Mental Health Staff D interviewed on 10/13/15 at 9:00am confirmed they assessed patient #1 who had told the nurse that they wanted to commit suicide. Mental Health Staff D reported they called area psychiatric hospitals and they all wanted patient # 1's cardiac concerns cleared before accepting a transfer. Mental Health Staff D indicated the patient transferred to the CDU for observation. Mental Health Staff D acknowledged that they did not reevaluate patient #1 prior to discharge and did not feel like they needed to. Staff D also did not speak directly to the physician Staff C about the discharge plan. Mental Health Staff D confirmed that suicidal ideation is an emergency medical condition and they had never received EMTALA training.

The CAH's Physician staff C interviewed on 10/13/15 at 11:00am revealed they assumed care once the patient #1's status changed to observation and arrived on the CDU on 9/24/15. Physician staff C revealed they evaluated patient #1 who reported no suicidal thoughts or hallucinations and was very lucid, but they had failed to document these findings in the medical record. Physician staff C indicated a mental health professional from MHC assists patients with psychiatric conditions and they usually leave a plan in the patient's chart without directly communicating with the physician. Physician staff C acknowledged that they usually follow their plan and that they rely "heavily" on their recommendation. Staff C indicated they felt the patient could be discharged to the mental health plan, however staff C revealed they did not read the assessment completed by Mental Health Staff D from MHC the previous day in the emergency department and was unaware a reassessment had not been completed. Physician staff C indicated they assumed patient #1 was going to seek further treatment and was unaware where or how they would be getting there. Physician staff C stated their obligation ends when the patient discharges to the community.

Mental health Staff M interviewed 10/13/15 at 3:30pm confirmed a psychological reevaluation is completed "most of the time " before a mental health professional advises discharge and typically a phone call to the nurse would not be appropriate.
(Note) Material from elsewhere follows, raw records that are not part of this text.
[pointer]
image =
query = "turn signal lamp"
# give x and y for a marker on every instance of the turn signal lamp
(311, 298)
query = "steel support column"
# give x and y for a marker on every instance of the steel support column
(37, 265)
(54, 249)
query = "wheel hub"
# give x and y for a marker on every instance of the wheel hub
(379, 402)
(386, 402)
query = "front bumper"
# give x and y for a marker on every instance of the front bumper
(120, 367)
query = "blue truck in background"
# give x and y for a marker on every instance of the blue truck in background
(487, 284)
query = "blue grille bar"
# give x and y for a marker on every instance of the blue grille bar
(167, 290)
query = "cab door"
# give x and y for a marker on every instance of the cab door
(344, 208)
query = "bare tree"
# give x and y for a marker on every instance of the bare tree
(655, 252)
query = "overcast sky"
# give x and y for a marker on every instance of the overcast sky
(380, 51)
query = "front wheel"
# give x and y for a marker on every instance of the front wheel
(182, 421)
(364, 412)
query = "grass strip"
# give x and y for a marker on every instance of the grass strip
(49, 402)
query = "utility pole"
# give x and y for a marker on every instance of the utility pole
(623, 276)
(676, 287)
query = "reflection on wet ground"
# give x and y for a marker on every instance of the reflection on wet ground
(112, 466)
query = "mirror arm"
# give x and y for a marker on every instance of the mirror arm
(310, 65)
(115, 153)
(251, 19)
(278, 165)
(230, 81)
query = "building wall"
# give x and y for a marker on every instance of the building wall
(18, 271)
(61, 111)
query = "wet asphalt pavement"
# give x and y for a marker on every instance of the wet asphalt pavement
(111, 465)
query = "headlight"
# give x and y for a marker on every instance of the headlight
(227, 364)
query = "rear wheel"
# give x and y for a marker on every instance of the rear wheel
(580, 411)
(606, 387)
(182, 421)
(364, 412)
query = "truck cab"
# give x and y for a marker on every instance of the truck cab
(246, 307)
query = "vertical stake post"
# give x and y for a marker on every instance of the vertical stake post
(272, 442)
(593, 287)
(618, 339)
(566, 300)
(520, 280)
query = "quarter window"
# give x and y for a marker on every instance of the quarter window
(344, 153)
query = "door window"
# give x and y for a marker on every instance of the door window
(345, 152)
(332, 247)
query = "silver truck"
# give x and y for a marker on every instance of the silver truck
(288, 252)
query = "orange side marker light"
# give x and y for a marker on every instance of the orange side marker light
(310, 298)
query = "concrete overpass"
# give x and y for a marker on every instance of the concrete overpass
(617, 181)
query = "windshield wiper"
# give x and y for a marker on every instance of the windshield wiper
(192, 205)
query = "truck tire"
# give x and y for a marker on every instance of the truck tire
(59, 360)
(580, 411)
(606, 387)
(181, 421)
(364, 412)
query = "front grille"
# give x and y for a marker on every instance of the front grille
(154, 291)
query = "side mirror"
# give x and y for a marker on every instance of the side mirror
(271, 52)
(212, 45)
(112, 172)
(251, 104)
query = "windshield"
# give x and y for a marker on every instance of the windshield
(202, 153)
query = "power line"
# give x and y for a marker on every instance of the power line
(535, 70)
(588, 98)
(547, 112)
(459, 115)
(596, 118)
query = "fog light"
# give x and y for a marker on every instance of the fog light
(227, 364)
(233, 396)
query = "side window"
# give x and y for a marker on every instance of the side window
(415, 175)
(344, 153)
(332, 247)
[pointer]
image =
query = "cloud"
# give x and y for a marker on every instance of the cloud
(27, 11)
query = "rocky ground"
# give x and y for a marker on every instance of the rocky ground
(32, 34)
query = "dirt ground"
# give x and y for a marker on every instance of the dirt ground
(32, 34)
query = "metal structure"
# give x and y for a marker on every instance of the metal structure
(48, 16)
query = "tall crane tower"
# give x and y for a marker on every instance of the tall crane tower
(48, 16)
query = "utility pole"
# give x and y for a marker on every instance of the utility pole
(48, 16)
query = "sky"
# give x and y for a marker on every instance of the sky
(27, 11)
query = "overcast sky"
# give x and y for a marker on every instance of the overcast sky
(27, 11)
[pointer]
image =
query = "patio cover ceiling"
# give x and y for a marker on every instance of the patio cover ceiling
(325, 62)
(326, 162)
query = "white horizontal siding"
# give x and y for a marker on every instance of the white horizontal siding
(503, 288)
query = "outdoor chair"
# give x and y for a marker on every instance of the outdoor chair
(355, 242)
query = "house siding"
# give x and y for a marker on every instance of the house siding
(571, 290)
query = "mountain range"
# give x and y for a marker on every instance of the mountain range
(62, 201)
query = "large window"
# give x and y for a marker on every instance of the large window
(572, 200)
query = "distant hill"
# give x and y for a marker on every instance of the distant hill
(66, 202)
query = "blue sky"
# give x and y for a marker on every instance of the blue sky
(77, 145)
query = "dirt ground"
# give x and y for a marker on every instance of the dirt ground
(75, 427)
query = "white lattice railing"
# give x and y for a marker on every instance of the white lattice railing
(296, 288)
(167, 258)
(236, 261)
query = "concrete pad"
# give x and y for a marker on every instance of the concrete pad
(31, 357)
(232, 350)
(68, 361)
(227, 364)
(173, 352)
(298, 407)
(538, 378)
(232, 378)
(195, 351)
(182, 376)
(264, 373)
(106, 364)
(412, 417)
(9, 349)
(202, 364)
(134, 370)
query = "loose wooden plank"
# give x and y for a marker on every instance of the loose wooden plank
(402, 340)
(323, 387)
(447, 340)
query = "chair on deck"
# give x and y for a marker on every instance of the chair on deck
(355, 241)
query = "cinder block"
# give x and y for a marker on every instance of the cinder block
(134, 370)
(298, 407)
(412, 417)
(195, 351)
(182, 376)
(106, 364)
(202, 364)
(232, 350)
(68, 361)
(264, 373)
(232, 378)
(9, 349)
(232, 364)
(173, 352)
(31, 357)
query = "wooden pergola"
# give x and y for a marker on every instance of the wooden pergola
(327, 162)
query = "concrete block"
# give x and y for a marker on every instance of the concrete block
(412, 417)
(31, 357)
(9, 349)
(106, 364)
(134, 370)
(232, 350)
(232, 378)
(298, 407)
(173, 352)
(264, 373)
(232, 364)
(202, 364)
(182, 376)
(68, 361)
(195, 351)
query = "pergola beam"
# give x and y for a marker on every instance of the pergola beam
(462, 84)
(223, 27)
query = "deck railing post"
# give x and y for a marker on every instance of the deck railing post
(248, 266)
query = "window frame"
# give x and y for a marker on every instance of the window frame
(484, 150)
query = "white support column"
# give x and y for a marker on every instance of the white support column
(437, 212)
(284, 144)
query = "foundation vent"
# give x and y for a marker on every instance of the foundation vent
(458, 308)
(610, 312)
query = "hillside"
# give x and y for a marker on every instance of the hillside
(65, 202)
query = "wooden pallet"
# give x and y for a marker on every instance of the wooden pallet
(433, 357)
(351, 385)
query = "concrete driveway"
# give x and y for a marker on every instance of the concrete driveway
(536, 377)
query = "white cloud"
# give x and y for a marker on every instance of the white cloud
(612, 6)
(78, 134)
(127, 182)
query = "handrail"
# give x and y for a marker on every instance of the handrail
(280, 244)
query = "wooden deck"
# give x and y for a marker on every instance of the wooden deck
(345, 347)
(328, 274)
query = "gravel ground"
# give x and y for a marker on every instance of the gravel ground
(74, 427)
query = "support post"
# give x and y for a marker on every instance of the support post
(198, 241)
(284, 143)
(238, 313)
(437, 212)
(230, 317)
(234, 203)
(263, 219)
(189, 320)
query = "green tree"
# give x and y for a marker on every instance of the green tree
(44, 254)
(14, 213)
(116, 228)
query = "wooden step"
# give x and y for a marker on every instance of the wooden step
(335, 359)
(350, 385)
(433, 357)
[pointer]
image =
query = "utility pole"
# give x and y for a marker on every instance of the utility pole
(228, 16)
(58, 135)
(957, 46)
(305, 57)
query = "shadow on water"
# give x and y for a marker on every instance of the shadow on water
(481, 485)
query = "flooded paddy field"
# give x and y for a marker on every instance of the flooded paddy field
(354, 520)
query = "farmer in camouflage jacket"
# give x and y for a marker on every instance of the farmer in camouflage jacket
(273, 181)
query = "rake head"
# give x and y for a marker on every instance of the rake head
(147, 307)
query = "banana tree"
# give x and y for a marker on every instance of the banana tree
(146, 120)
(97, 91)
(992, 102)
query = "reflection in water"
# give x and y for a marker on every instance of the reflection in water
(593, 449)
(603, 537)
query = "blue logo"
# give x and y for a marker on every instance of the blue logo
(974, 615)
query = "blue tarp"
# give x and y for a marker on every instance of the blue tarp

Registered Nurse staff O, Director of CDU, interviewed on 10/14/15 at 9:30am indicated Registered Nurse staff E, communicated that they were not comfortable with patient #1 being discharged to go home and felt the COBRA paperwork should have been completed. Staff O confirmed Staff E should have sought guidance by following their chain of command and speaking with the CNO or administration. Staff O revealed the facility typically does not know where a discharged patient is going, but if we do then we have an obligation to communicate with the receiving facility. Staff O confirmed the observation unit is an extension of the emergency department and those patients are not inpatients. I expect the CDU/Inpatient physician to read any evaluations including a Mental Screening evaluation and any other test results concerning their patient on observation. Staff O indicated their obligation to the patient ends when the receiving facility accepts the patient, but the patient must be stable, have proper documentation completed and the receiving facility must have an available bed. Staff O confirmed a patient with suicidal ideation and a plan would be an emergency medical condition.

Chief Quality Office Staff I interviewed on 10/14/15 at 2:10pm indicated the hospital failed to have written policies directing Mental Health Professionals on their requirement to document interaction with patients in the medical record. Staff I indicated they failed to have policies, communication, or training provided to Mental Health Professionals with expectations for communication to hospital staff. Staff I indicated the training included one Mental Health Professional shadowing another Mental Health Professional. Staff I indicated they expect a patient to have a reevaluation by a physician prior to discharge.